Re: skos in billion-triple-challenge data from Ed Summers on 2010-09-14 (public-esw-thes@w3.org from September 2010)

From: Ed Summers <ehs@pobox.com>
Date: Mon, 13 Sep 2010 21:04:45 -0400
To: Antoine Isaac <aisaac@few.vu.nl>
Cc: public-esw-thes@w3.org
Message-ID: <AANLkTi=sje+EY_ofHf6KDeAa+gwx84htkqA1Escvh_xk@mail.gmail.com>

On Sat, Sep 11, 2010 at 6:30 AM, Antoine Isaac <aisaac@few.vu.nl> wrote:
> That's really cool indeed! Yet it's quite puzzling: I don't know what kind
> of bias there is in this BTC dataset, but there seems to be a strange
> selection being made.

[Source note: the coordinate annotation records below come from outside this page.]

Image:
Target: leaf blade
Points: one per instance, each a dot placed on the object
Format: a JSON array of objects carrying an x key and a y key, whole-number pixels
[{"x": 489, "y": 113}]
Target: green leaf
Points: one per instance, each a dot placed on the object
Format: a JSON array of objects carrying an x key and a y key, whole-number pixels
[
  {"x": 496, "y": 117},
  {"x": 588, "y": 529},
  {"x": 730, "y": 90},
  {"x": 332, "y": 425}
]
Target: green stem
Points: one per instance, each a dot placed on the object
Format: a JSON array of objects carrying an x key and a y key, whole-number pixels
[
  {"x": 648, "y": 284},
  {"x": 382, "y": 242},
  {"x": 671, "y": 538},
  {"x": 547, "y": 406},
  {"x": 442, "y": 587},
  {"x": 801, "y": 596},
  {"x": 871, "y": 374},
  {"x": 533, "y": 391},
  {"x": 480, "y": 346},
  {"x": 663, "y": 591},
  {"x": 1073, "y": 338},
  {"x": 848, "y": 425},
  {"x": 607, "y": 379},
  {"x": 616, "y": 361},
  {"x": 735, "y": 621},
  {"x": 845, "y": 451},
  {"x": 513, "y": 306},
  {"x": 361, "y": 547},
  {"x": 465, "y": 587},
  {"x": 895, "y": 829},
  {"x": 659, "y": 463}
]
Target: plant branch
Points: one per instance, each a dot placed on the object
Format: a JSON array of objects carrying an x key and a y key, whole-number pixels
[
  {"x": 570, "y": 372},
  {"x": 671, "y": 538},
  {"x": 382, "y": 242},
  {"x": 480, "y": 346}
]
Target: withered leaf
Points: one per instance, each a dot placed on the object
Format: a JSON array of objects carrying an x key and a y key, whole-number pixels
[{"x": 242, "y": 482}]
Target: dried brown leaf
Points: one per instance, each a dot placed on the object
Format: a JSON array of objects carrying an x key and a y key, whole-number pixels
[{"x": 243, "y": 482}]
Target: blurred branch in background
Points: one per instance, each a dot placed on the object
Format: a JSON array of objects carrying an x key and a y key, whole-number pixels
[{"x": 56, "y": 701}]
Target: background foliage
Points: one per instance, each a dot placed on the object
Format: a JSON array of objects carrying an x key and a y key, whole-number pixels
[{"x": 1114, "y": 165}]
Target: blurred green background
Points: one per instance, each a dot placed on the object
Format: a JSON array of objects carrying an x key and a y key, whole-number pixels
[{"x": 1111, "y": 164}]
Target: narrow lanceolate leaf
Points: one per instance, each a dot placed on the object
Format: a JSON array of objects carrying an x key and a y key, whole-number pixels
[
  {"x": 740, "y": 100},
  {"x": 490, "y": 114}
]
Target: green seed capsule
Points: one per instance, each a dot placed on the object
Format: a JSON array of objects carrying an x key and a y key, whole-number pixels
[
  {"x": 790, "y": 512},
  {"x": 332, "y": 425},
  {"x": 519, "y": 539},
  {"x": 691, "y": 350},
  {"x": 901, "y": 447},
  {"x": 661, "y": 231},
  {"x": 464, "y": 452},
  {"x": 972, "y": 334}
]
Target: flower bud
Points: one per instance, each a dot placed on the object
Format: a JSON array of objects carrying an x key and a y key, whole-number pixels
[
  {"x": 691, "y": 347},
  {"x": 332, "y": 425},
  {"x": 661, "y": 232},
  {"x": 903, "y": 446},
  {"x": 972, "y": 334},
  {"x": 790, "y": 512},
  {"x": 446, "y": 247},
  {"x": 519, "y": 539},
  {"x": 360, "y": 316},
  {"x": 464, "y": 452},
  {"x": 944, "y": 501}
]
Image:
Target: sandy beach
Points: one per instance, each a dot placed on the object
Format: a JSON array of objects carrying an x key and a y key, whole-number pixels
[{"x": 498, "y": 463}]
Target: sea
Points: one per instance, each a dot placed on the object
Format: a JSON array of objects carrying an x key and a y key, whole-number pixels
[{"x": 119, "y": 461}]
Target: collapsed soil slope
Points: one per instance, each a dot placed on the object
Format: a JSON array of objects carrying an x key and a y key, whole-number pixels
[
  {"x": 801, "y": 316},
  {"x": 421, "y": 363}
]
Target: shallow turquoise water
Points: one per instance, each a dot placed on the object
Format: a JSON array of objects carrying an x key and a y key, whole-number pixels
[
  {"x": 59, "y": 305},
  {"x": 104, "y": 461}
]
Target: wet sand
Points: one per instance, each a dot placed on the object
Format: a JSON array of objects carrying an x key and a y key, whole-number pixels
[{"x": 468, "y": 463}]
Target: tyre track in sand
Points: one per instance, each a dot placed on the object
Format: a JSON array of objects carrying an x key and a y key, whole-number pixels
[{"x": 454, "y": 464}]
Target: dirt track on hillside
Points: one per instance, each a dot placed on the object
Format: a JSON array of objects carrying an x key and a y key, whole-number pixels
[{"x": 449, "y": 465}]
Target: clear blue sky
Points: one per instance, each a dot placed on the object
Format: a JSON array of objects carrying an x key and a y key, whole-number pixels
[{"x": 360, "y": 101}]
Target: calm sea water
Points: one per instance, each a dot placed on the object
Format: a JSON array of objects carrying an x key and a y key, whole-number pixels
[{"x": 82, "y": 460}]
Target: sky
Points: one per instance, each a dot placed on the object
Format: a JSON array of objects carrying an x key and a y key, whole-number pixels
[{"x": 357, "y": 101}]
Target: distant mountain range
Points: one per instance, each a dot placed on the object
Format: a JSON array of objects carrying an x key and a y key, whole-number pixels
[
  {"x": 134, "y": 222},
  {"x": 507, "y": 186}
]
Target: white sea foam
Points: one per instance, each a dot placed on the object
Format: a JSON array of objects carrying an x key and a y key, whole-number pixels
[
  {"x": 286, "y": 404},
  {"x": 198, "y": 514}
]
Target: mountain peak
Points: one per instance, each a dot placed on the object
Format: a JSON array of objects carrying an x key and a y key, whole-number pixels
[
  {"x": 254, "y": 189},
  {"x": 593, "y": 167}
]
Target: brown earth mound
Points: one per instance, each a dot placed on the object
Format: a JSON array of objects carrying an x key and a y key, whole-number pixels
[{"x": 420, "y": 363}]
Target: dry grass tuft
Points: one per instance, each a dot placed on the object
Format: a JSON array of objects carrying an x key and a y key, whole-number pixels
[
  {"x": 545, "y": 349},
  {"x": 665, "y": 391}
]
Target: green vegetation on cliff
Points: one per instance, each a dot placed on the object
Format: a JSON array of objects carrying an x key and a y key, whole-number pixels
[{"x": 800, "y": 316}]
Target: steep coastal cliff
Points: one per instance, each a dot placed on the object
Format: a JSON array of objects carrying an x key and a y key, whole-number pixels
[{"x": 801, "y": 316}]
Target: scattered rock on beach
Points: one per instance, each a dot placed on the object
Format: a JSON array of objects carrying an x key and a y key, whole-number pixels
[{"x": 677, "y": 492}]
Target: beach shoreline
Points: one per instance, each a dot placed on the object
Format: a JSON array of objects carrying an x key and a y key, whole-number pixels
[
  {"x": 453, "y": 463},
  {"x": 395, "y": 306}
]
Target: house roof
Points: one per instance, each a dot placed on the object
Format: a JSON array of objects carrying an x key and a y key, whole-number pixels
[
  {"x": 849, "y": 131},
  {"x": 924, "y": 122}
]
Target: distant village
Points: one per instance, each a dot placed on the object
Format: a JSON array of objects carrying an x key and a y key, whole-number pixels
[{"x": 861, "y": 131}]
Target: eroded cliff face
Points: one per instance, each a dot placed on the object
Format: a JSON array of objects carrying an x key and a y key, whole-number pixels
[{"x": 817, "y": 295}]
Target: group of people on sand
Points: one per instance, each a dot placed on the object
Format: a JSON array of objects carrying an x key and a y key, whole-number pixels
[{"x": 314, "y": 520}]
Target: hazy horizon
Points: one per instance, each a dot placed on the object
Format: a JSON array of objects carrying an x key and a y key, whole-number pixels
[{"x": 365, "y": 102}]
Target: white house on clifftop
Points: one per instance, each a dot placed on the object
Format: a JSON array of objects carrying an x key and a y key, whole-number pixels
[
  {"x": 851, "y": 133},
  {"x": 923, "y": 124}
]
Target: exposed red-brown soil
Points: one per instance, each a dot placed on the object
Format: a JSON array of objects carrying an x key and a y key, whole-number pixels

To take a graph we know both quite well, it's just
> impossible that the full id.loc.gov contained so few as 27,392 SKOS triples.
> Or have they captured a state in which id.loc.gov did *not* contain LCSH?
> Do you have an idea?

I re-downloaded the Billion Triple Challenge data files, since some of
the gz files were corrupted (thanks Antoine), and re-ran the stats,
which you can find again at:

  http://gist.github.com/574700

It's still not the ~2M triples from id.loc.gov, but it us up to 40,376
now. It's important to note that this number only includes assertions
using SKOS predicates and classes, not other assertions related to the
concept in vocabularies such as DublinCore. Oddly, the total number of
SKOS triples for 2010 is 2,888,523, whereas for 2009 it was
21,883,510. I haven't really investigated much to see what accounts
for the drop off.

I like Dan's idea of using the BTC skos data as a mechanism for doing
a a more targeted crawl of SKOS data on the web. I'm more than a bit
curious how easy it would be in practice.

//Ed

Received on Tuesday, 14 September 2010 01:05:13 UTC